I’ve added the calorie count of each of these foods so that you can see how easily I can get 60 grams of protein in during my day while still keeping calories to a reasonable count. On days when I will be away from home and have somewhat less control over my meal choices, I usually start with a fruit and vegetable smoothie and add a scoop of Garden of Life Raw Organic Fit protein powder. 28 grams of protein and 170 calories. Nearly half of my protein needs right there, which makes the rest of the day easy.
On a typical day, this might be my menu (plus fruit, etc.):
Breakfast: Avocado & tofu mash on toast
Snack: edamame beans
Lunch: Bulgur & Quinoa salad with green peas, tofu, and cherry tomatoes;
Snack: Chia seed pudding made with blended fresh strawberries & soy milk
Dinner: Stir fry made with soy curls, steamed broccoli, carrots & peas, over brown rice and cashew sprinkle
I’m easily over my 60 grams of protein, lots of healthy carbs in there too.
If you look at the MyFitnessPal chart, you’ll see that I get 18 grams of protein in snacks alone. 10 of those grams are from the 2 tablespoons of Chia seeds!
The quinoa/bulgur salad for lunch is one of my favorites so I usually make a big batch on the weekend and eat it through the week.
Take a look at the table below and all the plant-based foods you can combine to make some delicious dishes that will provide you with all the protein you need.

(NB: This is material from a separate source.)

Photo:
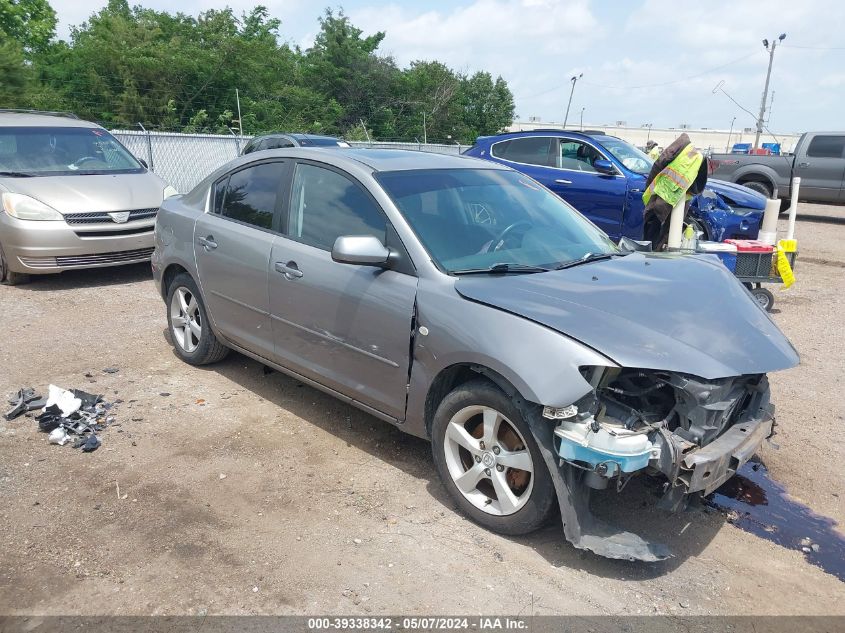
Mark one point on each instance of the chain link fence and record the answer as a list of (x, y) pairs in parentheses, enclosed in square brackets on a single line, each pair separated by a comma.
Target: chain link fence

|Lentils||9 gm||1/2 cup||115||15 gms fiber|
|Tofu||10 gm||1 cup||123||Can be used in every type of food - savory & sweet|
|Black beans||8 gm||1/2 cup||120||High in antioxidants & one of the healthiest beans|
|Quinoa||8 gm||1 cup (cooked)||222||High in magnesium, antioxidants & fiber|
|Amaranth||7 gm||1 cup (cooked)||63||High in iron and B vitamins. Use in mixtures such as veggie burgers and meatless balls|
|Soy Milk||8 gm||1 cup||110||Use Organic, unsweetened|
|Green Peas||8 gm||1 cup||108||Great snack food uncooked and fresh|
|Artichokes||4 gm||1/2 cup or 1 small||60||Low in calories and high in fiber|
|Pumpkin Seeds||5 gm||1 oz, shelled||126||High in magnesium. Sprinkle these on salads|
|Chia Seeds||5 gm||2 Tablespoons||120||Easy to add to lots of things. Thickens liquids so great for puddings|
|Tempeh||6 gm||1/2 cup||160||Easy to digest. Rich in probiotics|
|Edamame||6 gm||1/2 cup||100||Perfect high protein snack|
|Spinach||6 gm||1 cup||65||Steam to retain nutrients and add to dishes, or eat raw in a salad|
|Black Eyed Peas||5.5 gm||1/2 cup||148||High in thiamine, folate, niacin, phosphorous and zinc|
|Broccoli||4 gm||1 cup||52||30% of daily calcium, so it's doing nutrition double duty|
|Green Beans||8 gm||1 cup||34||High in Fiber|
|Nut Butters||8 gm||2 Tablespoons||190||Almond is heart healthy and best for you. Calories vary slightly|
|Nutritional Yeast||8 gm||2 Tablespoons||40||Also a great sourcw of B-12 and adds cheesy flavor to your dishes|
|Chickpeas||7 gm||1/2 cup||100||High in fiber and delicious as the base for hummus and falafel|
|Ezekiel Bread||4 gm||Per slice||80||Contains all 9 essential amino acids|
|Vegan Protein Powder||15-30 gms, depending on brand||1 scoop||Varies - mine (as above) has 170 calories/scoop and 28 gm protein||Add to your breakfast or post-workout smoothie|
|Seitan||21 gm||4 oz, homemade||160||Making it at home lets you control sodium. Store bought seitan tends to be high in salt.|
|Black Walnuts||7 gm||1/4 cup||190||High in potassium and polyunsaturated fat|
|Wild Rice||6.5 gm||1 cup||571||Add into salads and soups to boost the protein|
The plant-based world is full of healthy, easy to digest protein sources that will boost your health instead of clogging your arteries.